Een gezond, gevarieerd en evenwichtig dieet dat je bovendien alle gezonde en dus onmisbare voedingsstoffen verschaft, zelfs op langere termijn gemakkelijk is vol te houden en je efficiënt en blijvend doet afslanken. Té mooi om waar te zijn? Toch niet. Alle voedingsdeskundigen zijn het er over eens dat het eat- clean dieet, samen met het Raw Food Dieet en Weight Watchers veruit het meest gezonde en doeltreffende dieet is van het ogenblik. Wat zijn de basisprincipes van dit eat- clean dieet en wat betekent dit dieet in de praktijk? 

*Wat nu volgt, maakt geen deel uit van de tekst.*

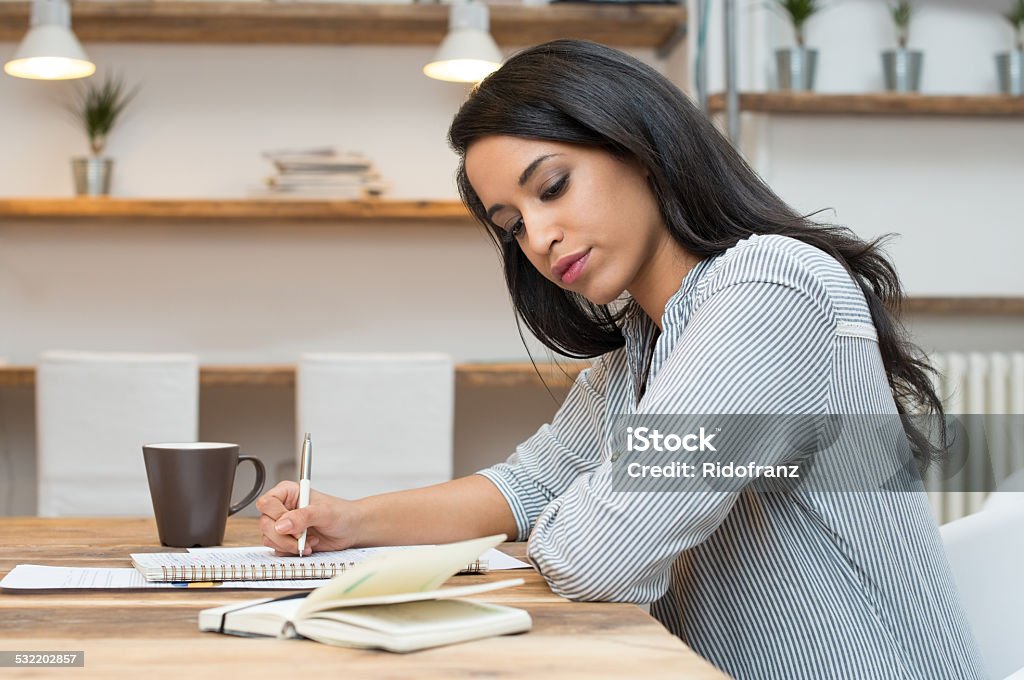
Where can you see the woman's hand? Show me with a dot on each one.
(330, 521)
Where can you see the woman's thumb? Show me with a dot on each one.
(293, 521)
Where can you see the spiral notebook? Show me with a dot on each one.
(261, 564)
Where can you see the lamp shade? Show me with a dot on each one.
(468, 53)
(50, 50)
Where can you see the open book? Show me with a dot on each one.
(259, 563)
(390, 601)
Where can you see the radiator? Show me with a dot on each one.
(979, 383)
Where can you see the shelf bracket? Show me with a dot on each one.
(665, 50)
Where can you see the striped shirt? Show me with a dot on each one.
(802, 585)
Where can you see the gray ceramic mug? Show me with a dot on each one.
(190, 485)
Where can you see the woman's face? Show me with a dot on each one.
(586, 220)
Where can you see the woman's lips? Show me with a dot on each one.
(572, 269)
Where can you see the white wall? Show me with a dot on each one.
(251, 293)
(264, 293)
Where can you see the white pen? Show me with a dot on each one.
(305, 463)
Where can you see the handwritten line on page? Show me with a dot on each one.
(35, 577)
(495, 559)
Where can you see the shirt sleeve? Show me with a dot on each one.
(544, 466)
(752, 347)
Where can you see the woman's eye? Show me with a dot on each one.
(514, 229)
(555, 189)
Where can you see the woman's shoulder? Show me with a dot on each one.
(792, 263)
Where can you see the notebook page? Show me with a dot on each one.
(494, 559)
(36, 577)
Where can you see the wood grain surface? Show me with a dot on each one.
(155, 634)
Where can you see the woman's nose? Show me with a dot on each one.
(543, 232)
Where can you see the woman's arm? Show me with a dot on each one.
(751, 348)
(455, 510)
(503, 499)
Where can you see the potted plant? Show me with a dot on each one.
(902, 66)
(1011, 65)
(797, 65)
(97, 108)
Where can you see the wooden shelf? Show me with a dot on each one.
(873, 104)
(339, 24)
(993, 306)
(232, 210)
(283, 375)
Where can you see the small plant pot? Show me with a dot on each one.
(92, 175)
(902, 70)
(1011, 68)
(797, 67)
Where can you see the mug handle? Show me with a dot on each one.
(257, 487)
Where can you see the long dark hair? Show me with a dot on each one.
(582, 92)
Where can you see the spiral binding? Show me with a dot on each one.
(294, 571)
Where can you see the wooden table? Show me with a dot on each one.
(154, 633)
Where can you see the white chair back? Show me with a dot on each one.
(379, 422)
(93, 413)
(986, 553)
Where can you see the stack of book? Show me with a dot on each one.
(323, 173)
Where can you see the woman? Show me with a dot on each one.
(631, 231)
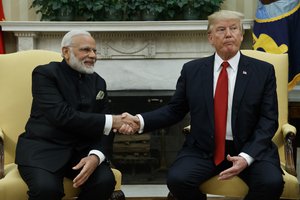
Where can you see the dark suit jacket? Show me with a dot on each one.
(254, 108)
(65, 117)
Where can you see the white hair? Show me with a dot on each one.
(224, 15)
(67, 39)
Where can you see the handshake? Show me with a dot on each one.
(126, 123)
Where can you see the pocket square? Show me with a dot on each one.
(100, 95)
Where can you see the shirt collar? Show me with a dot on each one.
(233, 62)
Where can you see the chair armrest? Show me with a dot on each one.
(289, 135)
(1, 154)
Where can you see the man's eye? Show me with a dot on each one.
(88, 50)
(234, 28)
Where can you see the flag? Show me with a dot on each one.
(277, 30)
(2, 18)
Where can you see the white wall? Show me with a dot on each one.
(19, 10)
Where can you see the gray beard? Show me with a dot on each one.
(79, 66)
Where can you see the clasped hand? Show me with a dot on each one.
(126, 123)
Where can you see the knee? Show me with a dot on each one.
(176, 180)
(105, 182)
(274, 184)
(46, 190)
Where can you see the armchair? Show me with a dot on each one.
(15, 103)
(283, 138)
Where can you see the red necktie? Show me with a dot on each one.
(220, 107)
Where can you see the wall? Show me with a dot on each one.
(19, 10)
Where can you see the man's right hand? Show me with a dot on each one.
(126, 123)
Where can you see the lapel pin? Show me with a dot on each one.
(100, 95)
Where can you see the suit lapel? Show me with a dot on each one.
(243, 75)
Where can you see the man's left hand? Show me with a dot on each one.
(238, 164)
(87, 165)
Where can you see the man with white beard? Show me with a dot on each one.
(67, 134)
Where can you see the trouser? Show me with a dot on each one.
(189, 170)
(45, 185)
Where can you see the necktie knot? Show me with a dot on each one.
(225, 64)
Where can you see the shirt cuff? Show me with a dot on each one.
(99, 154)
(142, 123)
(248, 158)
(108, 124)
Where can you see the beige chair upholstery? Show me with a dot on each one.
(236, 187)
(15, 104)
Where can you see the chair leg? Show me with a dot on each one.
(117, 195)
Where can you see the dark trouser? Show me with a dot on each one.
(189, 170)
(45, 185)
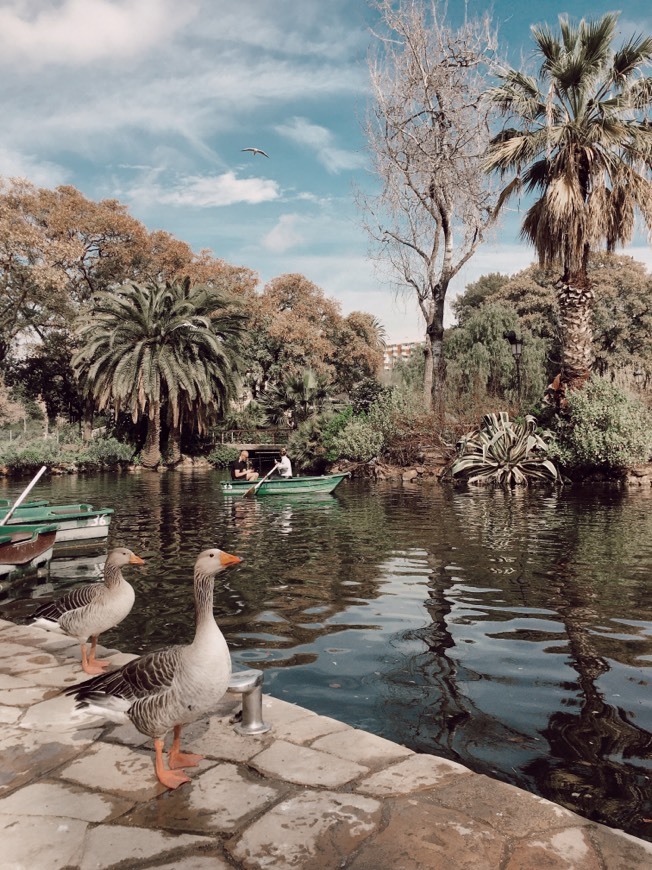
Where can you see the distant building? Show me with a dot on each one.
(397, 352)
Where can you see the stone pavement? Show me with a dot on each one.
(312, 793)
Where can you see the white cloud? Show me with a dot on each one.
(284, 235)
(204, 191)
(321, 141)
(79, 32)
(43, 173)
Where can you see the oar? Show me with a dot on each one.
(254, 489)
(21, 498)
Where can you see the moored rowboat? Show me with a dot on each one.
(285, 485)
(78, 522)
(25, 546)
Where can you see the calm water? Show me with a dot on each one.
(511, 632)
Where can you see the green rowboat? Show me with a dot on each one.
(285, 485)
(25, 547)
(77, 522)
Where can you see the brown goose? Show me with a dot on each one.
(169, 688)
(89, 610)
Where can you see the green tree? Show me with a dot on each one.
(581, 143)
(621, 316)
(295, 399)
(167, 347)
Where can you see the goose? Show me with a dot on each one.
(255, 151)
(89, 610)
(172, 687)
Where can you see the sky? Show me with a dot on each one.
(152, 101)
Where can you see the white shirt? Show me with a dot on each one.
(284, 466)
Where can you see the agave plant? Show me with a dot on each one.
(503, 452)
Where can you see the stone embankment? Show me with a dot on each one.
(311, 794)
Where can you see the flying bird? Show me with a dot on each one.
(172, 687)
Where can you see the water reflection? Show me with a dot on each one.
(509, 631)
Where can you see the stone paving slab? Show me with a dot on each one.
(311, 794)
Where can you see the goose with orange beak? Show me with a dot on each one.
(92, 609)
(167, 689)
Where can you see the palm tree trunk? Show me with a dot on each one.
(575, 300)
(427, 375)
(435, 355)
(174, 444)
(87, 421)
(152, 449)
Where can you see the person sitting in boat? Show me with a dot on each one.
(241, 469)
(284, 466)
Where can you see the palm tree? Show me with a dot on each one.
(297, 398)
(155, 347)
(582, 142)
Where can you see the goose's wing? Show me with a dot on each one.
(73, 600)
(145, 676)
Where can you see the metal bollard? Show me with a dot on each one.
(249, 684)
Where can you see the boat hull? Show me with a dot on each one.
(20, 545)
(71, 524)
(323, 483)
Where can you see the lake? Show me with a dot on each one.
(508, 631)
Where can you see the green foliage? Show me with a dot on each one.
(364, 394)
(47, 374)
(393, 412)
(477, 293)
(306, 445)
(359, 440)
(32, 456)
(222, 454)
(296, 398)
(96, 454)
(503, 452)
(332, 428)
(104, 452)
(158, 349)
(409, 374)
(480, 362)
(605, 429)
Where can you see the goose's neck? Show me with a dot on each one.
(112, 576)
(204, 619)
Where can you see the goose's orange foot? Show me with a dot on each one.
(101, 662)
(183, 759)
(93, 668)
(170, 779)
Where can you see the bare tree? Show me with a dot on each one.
(428, 132)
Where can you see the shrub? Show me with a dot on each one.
(98, 453)
(604, 429)
(332, 428)
(101, 452)
(503, 452)
(306, 445)
(222, 454)
(364, 394)
(358, 441)
(394, 412)
(31, 456)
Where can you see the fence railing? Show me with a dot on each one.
(254, 436)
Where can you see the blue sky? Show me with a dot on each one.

De diëten die door diëtisten als gezond, gemakkelijk vol te houden en doeltreffend worden bestempeld zijn op de vingers van één hand te tellen. Wie blijvend en gezond wil afslanken doet dit bij voorkeur door zijn eet- en leefpatroon grondig aan te passen. Het beste dieet is volgens wetenschappers géén dieet maar soms kun je tijdens je gevecht tegen de overtollige kilo’s een helpende hand best gebruiken. Dat extra zetje komt volgens wetenschappers van het eat- clean dieet, maar wat betekent dat in de realiteit?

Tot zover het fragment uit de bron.